Simplyblock is a fully distributed solution. Back-storage is balanced across all nodes in the cluster on a very granular level. Relative to their capacity and performance, each device and node in the cluster receives a similar amount and size of IO. This feature ensures an entirely equal distribution of load across the network, compute, and NVMe drives.

In case of drive or node failures, distributed rebalancing occurs to reach the fully balanced state as quickly as possible. When adding drives and nodes, performance increases in a linear manner. This mechanism avoids local overload and keeps latency and IOPS throughput consistent across the cluster, independent of which node is accessed.

Built End-To-End With And For NVMe

Storage access is entirely based on NVMe (local back-storage) and NVMe over Fabric (hosts to storage nodes and storage nodes to storage nodes). This protocol is inherently asynchronous and supports highly parallel processing, eliminating bottlenecks specific to mixed IO patterns on other protocols (such as iSCSI) and ensuring consistently low latency.

Support for ROCEv2

Simplyblock also supports NVMe over RDMA (ROCEv2). RDMA, as a transport layer, offers significant latency and tail latency advantages over TCP. Today, RDMA can be used in most data center environments because it requires only specific hardware features from NICs, which are available across a broad range of models. It runs over UDP/IP and, as such, does not require any changes to the networking.

Full Core-Isolation And NUMA Awareness

Simplyblock implements full CPU core isolation and NUMA socket affinity. Simplyblock’s storage nodes are auto-deployed per NUMA socket and utilize only socket-specific resources, meaning compute, memory, network interfaces, and NVMe.

All CPU cores assigned to simplyblock are isolated from the operating system (user-space compute and IRQ handling), and internal threads are pinned to cores. This avoids any scheduling-induced delays or variability in storage processing.

User-Space, Zero-Copy Framework (Kockless and Asynchronous)

Simplyblock uses a user-space framework (SPDK ⧉). SPDK implemented a zero-copy model across the entire storage processing chain.
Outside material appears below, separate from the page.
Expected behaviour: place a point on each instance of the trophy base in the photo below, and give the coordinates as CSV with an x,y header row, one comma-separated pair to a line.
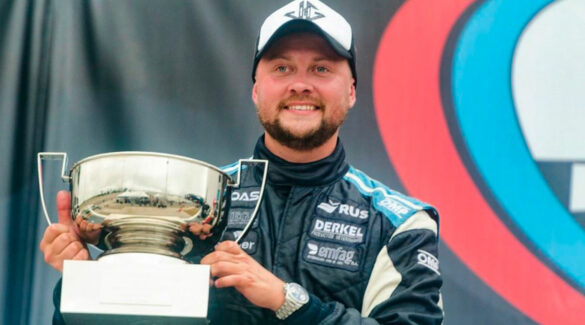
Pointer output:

This includes the data plane, the Kinux vfio driver, and the entirely non-locking, asynchronous DPDK threading model. It enables avoiding Linux p-threads and any inter-thread synchronization, providing much higher latency predictability and a lower baseline latency.

Advanced QoS (Quality of Service)

Simplyblock implements two independent, critical QoS mechanisms.

Volume and Pool-Level Caps

A cap, such as an IOPS, throughput limit, or a combination of both, can be set on an individual volume or an entire pool within the cluster. Through this limit, general-purpose volumes can be pooled and limited in their total IOPS or throughput to avoid noisy-neighbor effects and protect more critical workloads.

QoS Service Classes

On each cluster, up to 7 service classes can be defined (class 0 is the default). For each class, cluster performance (a combination of IOPS and throughput) can be allocated in relative terms (e.g., 20%) for performance guarantees.

General-purpose volumes can be allocated in the default class, while more critical workloads can be split across other service classes. If other classes do not use up their quotas, the default class can still allocate all available resources.

Why QoS Service Classes are Critical

Why is a limit not sufficient? Imagine a heavily mixed workload in the cluster. Some workloads are read-intensive, while others are write-intensive. Some workloads require a lot of small random IO, while others read and write large sequential IO. There is no absolute number of IOPS or throughput a cluster can provide, considering the dynamics of workloads.

Therefore, using absolute limits on one pool of volumes is effective for protecting others from spillover effects and undesired behavior. Still, it does not guarantee performance for a particular class of volumes.

Service classes provide a much better degree of isolation under the consideration of dynamic workloads. As long as you do not overload a particular service class, the general IO pressure on the cluster will not matter for the performance of volumes in that class.